The author and sponsor of the bill, Republican Rep. MacButlersaid the goal of the bill is for schools to “focus on reading, writing and math.”

“There is some indoctrination,” Butler said earlier this month at a meeting of the state House Education Policy Committee. “We are destroying the family by teaching any of these things. Let it happen somewhere other than our schools… all it’s trying to do (is) to cleanse the school a little bit.” Butler later said he was mistaken when he spoke of the need to “purge,” but did not elaborate on his comments.

CNN contacted the sponsors of HB130, all of whom are Republicans. No one responded to CNN’s questions about the bill or was available for an interview.

In an interview with, Butler said the restrictions are intended to protect the innocence of children. “[Teachers] infringe on parents’ space” by teaching about gender or sexual orientation, Butler told the outlet.

In addition to HB130, the Legislature is considering HB111 and SB92: companion bills that would legally define what sex is, that the only genders are male and female, and that the sex on your birth certificate must correlate “where state law classifies individuals based on sex” as it is laid down in law.

The House of Representatives will meet again on Tuesday.

Alabamians broadly support certain LGBTQ rights, data show

Shelby wonders how the bills will benefit Alabamans of all ages.

According to 2022 data from the Public Religion Research Institute, a majority of Alabamians support same-sex marriage and anti-discrimination laws for LGBTQ people. The same survey shows that respondents are divided when it comes to allowing businesses to deny service to LGBTQ customers.

“If these bills come into play, what did I actually fight for?” Shelby said. “We all deserve protection. We all deserve to feel comfortable. We all deserve to feel love. So my question is: who are these bills actually protecting? Because they are clearly not the parents of my situation. They are not children from Nigel’s situation.’

Adele Kimmel, director of the Public Justice Students’ Civil Rights Project, which represented Shelby, also expressed concerns about the way the bills are worded and how “unconstitutionally vague” they are.

Kimmel said she believes this would make students “less likely to report bullying or harassment” like what Nigel faced.

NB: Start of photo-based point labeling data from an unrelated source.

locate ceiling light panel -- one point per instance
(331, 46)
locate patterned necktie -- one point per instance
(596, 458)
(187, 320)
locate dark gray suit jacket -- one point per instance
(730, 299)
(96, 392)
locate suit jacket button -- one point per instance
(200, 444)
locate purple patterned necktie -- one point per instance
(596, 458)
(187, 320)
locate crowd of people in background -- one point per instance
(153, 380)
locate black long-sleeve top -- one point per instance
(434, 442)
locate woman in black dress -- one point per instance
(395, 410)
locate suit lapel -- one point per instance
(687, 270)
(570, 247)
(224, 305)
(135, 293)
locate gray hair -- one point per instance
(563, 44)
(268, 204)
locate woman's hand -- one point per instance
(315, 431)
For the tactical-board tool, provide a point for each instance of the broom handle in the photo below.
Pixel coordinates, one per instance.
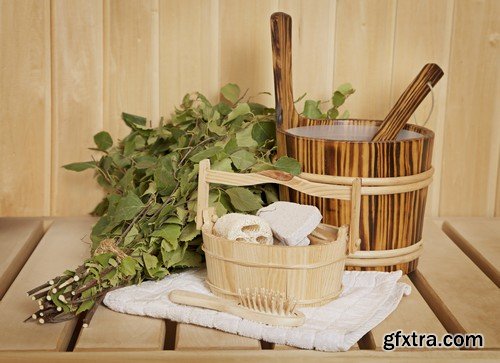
(281, 39)
(408, 102)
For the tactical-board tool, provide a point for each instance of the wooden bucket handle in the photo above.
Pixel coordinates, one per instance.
(281, 39)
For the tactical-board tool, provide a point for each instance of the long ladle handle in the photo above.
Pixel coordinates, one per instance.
(408, 102)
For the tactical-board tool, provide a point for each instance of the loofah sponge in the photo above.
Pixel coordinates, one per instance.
(244, 228)
(291, 222)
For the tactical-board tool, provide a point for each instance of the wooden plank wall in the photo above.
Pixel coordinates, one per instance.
(69, 68)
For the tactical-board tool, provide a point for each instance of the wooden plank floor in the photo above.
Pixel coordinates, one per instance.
(479, 238)
(452, 291)
(18, 238)
(459, 293)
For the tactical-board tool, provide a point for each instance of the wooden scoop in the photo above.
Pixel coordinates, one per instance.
(408, 102)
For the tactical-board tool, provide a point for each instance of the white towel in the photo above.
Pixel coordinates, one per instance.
(367, 299)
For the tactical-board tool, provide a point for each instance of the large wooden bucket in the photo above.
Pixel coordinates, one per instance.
(394, 174)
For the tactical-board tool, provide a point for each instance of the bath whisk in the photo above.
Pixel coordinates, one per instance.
(261, 305)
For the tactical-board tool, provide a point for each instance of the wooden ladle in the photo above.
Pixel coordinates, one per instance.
(408, 102)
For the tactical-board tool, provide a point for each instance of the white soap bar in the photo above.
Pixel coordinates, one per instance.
(291, 222)
(244, 228)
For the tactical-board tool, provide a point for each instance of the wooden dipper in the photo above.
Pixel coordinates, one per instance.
(408, 102)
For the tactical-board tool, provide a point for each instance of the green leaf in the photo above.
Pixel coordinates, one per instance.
(150, 262)
(205, 154)
(130, 235)
(311, 110)
(133, 119)
(243, 159)
(80, 166)
(169, 233)
(84, 306)
(103, 140)
(223, 165)
(243, 199)
(128, 207)
(231, 92)
(290, 165)
(346, 89)
(244, 138)
(263, 132)
(189, 232)
(128, 266)
(103, 258)
(240, 110)
(345, 115)
(332, 113)
(338, 99)
(220, 209)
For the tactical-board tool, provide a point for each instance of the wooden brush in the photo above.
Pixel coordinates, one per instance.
(261, 305)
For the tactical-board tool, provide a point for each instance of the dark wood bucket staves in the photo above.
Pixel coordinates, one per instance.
(394, 174)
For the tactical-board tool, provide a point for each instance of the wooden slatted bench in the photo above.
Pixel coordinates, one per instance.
(455, 290)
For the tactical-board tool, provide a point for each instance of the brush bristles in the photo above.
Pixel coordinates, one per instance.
(267, 301)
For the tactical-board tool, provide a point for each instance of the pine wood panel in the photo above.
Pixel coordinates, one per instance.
(77, 89)
(24, 107)
(59, 249)
(479, 238)
(471, 130)
(313, 34)
(130, 62)
(189, 51)
(422, 35)
(193, 337)
(18, 238)
(69, 68)
(364, 37)
(245, 46)
(109, 331)
(497, 204)
(412, 314)
(463, 297)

“That would create a hostile learning environment for LGBTQ students and likely cause significant trauma for them, as the bills target them and will make them feel unwelcome in school,” Kimmel told CNN. “And since the entire purpose of the Shelby settlement, and all of these policies, training and procedures, is to ensure that LGBTQ students feel safe, welcome and included in school.”

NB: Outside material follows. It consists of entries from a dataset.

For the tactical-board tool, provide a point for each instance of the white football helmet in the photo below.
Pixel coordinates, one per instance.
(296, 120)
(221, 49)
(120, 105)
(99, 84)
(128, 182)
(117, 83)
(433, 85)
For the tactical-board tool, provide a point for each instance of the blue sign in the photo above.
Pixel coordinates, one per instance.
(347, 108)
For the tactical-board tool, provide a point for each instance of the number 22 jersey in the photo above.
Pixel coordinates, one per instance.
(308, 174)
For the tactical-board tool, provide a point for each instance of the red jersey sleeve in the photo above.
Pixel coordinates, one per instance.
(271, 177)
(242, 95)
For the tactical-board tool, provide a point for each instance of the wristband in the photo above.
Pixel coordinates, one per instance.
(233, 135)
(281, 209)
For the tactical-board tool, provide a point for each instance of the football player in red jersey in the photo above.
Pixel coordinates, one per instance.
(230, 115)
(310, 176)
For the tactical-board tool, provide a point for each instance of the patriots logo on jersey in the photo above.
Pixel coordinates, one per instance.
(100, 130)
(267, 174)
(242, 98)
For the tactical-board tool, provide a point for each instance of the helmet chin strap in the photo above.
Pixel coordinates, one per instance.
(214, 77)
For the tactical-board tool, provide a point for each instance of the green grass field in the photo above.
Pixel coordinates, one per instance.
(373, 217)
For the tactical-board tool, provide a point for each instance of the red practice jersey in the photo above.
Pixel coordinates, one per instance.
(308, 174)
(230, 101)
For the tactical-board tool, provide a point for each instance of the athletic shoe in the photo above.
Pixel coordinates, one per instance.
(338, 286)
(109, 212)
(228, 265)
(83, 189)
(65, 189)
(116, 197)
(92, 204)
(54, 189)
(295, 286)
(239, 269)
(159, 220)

A similar “Don’t Say Gay” bill that banned certain instruction about sexual orientation and gender identity in the classroom was signed into law in Florida in 2022. Florida education officials and a group of LGBTQ advocates and families recently reached a legal settlement that clarifies the scope of the statute.

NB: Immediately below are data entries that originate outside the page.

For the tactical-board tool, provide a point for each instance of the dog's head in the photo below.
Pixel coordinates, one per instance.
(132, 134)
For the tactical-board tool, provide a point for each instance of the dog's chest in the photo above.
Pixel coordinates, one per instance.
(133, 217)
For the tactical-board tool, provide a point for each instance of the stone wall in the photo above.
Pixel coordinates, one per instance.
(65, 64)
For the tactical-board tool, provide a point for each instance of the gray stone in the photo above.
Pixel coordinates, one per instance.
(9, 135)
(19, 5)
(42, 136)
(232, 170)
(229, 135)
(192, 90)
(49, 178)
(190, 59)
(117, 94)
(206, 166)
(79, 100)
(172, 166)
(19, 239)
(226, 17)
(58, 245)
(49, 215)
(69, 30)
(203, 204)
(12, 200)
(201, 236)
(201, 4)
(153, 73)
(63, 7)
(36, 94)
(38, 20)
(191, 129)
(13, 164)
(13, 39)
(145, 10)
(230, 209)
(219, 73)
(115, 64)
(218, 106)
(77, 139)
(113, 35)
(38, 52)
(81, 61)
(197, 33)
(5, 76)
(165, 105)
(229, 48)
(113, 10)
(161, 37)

And Alabama and Florida aren’t the only ones introducing such bills; State lawmakers introduced a record 520 anti-LGBTQ bills in 2023, according to the Human Rights Campaign. Seventy were imported – another record, according to the organization.

Shelby grew up in Alabama and said she loves her state, just not the way people like her son are treated.

It’s been almost five years since her son died.

After his death, Shelby founded the Nigel Shelby Foundation to help young people who may not have a support system, provide scholarships to students and help families with LGBTQ children. She is working to obtain a business degree. She wrote a book about her son.

Camika and Nigel Shelby - Thanks to the Shelby familyCamika and Nigel Shelby - Thanks to the Shelby family

Camika and Nigel Shelby – Thanks to the Shelby family

In a letter to his mother before his death, Nigel asked her to forgive him and live, Shelby said.

“He said, ‘Mommy, please keep going,’” Shelby said. “So if I just gave up, it would feel like I was abandoning him.”

“He’s gone, but there are still a million (young people like) him who are here, and it does affect them,” she said. “I wouldn’t wish this on anyone. So if I can do something to prevent this from happening to the next person, then it’s worth fighting for.”